# Glastonbury, CT--1 yr old Female, Free.



## Kaitadog (Jun 20, 2006)

I'm emailing the owner now for more info. If a rescue can take her, I can help transport in CT and MA.

http://hartford.craigslist.org/pet/978466542.html 



> Quote:1 YEAR OLD FEMALE GERMAN SHEPARD (GLASTONBURY)
> Reply to: [email protected] [?]
> Date: 2009-01-03, 9:47AM EST
> 
> ...


----------



## ShepherdMania (Jun 17, 2008)

I am interested. Please let me know what other information you find out.


----------



## Kaitadog (Jun 20, 2006)

Will do. Hopefully she emails me back! I made sure I was very polite and non-judgmental, so hopefully I stand out from the other crazy CL emails!


----------



## ShepherdMania (Jun 17, 2008)

any updates?


----------



## Kaitadog (Jun 20, 2006)

I have not heard from the owner. You can try calling. Shoot, I'd drive her to Rochester.

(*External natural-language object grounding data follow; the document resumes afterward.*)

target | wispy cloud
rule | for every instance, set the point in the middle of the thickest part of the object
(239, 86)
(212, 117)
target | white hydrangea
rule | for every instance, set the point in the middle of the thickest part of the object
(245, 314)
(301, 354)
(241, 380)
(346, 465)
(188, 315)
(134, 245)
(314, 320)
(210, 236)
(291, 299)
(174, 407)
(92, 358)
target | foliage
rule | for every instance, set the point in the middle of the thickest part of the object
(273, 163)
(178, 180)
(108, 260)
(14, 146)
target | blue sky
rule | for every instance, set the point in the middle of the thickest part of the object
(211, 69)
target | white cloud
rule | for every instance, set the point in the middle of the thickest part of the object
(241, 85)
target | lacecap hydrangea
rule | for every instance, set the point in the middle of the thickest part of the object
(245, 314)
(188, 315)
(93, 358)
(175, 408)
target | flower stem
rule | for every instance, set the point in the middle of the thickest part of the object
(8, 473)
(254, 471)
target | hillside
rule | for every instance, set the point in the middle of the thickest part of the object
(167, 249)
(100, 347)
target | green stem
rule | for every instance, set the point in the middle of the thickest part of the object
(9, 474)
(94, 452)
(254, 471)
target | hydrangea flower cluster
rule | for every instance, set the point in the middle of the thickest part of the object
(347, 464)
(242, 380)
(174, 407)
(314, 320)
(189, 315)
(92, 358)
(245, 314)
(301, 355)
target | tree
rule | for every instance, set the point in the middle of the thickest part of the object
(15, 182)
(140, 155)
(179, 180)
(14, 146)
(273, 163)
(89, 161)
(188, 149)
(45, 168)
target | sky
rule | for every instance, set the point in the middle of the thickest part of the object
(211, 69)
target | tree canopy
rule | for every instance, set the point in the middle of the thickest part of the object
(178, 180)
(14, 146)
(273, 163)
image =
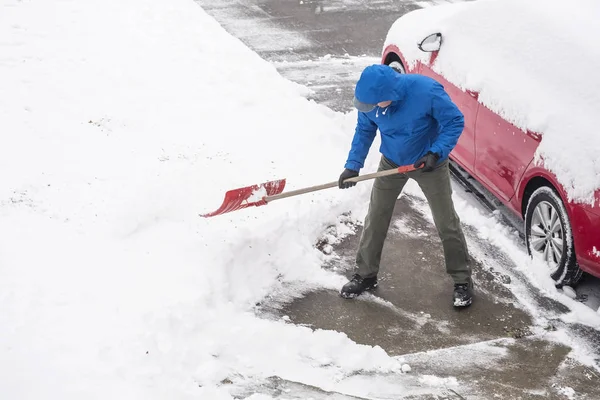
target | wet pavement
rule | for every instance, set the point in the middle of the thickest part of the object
(495, 349)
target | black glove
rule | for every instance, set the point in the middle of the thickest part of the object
(428, 161)
(348, 173)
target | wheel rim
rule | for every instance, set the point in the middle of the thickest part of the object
(547, 235)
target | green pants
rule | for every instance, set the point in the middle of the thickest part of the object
(438, 191)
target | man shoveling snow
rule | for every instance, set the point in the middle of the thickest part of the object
(420, 125)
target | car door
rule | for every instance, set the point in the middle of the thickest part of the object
(464, 152)
(502, 152)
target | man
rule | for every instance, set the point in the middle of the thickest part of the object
(419, 125)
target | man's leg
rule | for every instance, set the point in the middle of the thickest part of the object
(438, 190)
(384, 194)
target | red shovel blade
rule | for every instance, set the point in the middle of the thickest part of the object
(249, 196)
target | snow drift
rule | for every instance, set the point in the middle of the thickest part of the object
(121, 122)
(534, 63)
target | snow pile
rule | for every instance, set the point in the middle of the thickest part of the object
(534, 63)
(122, 121)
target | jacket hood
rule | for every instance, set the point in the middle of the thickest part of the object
(379, 83)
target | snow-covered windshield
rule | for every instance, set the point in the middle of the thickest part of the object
(534, 63)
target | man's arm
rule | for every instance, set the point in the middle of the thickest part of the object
(363, 138)
(451, 120)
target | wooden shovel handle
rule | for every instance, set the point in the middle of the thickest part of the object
(400, 170)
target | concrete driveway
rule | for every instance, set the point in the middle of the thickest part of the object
(502, 347)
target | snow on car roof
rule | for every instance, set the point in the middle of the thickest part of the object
(534, 62)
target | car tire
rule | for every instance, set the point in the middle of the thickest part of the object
(549, 237)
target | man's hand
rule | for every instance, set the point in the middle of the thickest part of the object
(428, 161)
(348, 173)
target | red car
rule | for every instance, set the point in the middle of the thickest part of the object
(499, 155)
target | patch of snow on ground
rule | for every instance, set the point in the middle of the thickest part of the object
(125, 121)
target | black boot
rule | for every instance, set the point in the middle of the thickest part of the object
(358, 285)
(463, 294)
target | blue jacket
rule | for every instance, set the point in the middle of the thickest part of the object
(421, 118)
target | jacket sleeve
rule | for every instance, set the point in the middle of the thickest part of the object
(450, 118)
(363, 138)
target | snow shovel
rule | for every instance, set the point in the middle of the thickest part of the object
(260, 195)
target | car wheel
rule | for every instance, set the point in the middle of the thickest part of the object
(549, 237)
(397, 65)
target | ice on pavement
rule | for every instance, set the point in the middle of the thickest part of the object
(507, 51)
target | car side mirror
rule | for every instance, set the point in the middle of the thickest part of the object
(431, 43)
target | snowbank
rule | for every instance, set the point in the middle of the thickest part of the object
(121, 122)
(533, 62)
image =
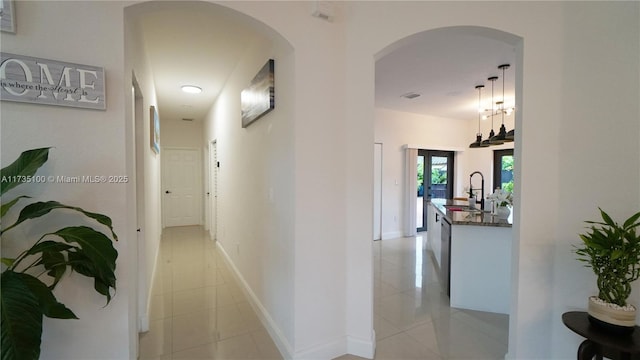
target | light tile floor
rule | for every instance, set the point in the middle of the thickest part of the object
(412, 316)
(198, 311)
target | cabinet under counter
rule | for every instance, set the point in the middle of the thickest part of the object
(479, 262)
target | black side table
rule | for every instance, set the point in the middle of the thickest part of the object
(600, 343)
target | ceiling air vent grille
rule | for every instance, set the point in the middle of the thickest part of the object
(410, 95)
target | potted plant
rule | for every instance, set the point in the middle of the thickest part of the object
(612, 251)
(29, 278)
(472, 197)
(501, 199)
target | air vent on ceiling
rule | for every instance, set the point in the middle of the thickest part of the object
(410, 95)
(323, 10)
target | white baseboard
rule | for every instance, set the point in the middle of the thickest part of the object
(392, 235)
(365, 348)
(344, 345)
(272, 328)
(330, 350)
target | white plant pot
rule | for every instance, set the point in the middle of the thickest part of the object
(613, 317)
(503, 212)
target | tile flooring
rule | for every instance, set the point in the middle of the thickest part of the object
(199, 312)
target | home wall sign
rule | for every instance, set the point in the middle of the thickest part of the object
(50, 82)
(258, 98)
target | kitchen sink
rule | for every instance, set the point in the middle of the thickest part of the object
(462, 208)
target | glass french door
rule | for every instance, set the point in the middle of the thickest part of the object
(435, 181)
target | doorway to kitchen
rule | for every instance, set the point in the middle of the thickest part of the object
(435, 181)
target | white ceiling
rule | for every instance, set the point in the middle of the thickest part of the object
(200, 44)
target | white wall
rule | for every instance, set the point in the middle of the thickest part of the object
(396, 129)
(181, 134)
(560, 118)
(255, 181)
(86, 142)
(151, 227)
(567, 47)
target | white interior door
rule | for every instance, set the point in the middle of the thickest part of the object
(213, 188)
(181, 186)
(377, 191)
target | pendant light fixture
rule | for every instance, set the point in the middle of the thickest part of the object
(502, 134)
(478, 143)
(492, 134)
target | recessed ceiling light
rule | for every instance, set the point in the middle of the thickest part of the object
(191, 89)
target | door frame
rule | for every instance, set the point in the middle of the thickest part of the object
(426, 198)
(213, 189)
(199, 187)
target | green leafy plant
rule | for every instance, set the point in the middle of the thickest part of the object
(28, 280)
(612, 251)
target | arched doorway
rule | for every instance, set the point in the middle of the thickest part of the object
(439, 70)
(169, 44)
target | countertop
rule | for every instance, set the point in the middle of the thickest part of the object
(477, 218)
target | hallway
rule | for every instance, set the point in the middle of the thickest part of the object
(198, 311)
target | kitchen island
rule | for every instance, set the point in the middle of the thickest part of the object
(473, 253)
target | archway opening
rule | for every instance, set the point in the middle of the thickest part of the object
(426, 98)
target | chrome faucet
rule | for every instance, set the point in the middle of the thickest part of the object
(481, 202)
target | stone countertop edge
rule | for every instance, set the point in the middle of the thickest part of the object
(466, 217)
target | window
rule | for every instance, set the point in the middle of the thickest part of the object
(503, 169)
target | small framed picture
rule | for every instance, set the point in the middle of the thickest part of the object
(257, 99)
(7, 16)
(155, 130)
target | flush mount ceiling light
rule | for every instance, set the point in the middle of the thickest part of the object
(191, 89)
(479, 142)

I have a good friend in Buffalo I haven't seen since last summer.


----------



## rockhead (Jul 8, 2007)

LMK if I can help in any way... I'm 5-minutes from Danbury CT.


----------



## ShepherdMania (Jun 17, 2008)

Ok thanks! I will call tomorrow.


----------



## ShepherdMania (Jun 17, 2008)

There isn't a phone number on the ad so I sent an email.


----------



## Kaitadog (Jun 20, 2006)

Oops, sorry. Thought there was a number. Any update?


----------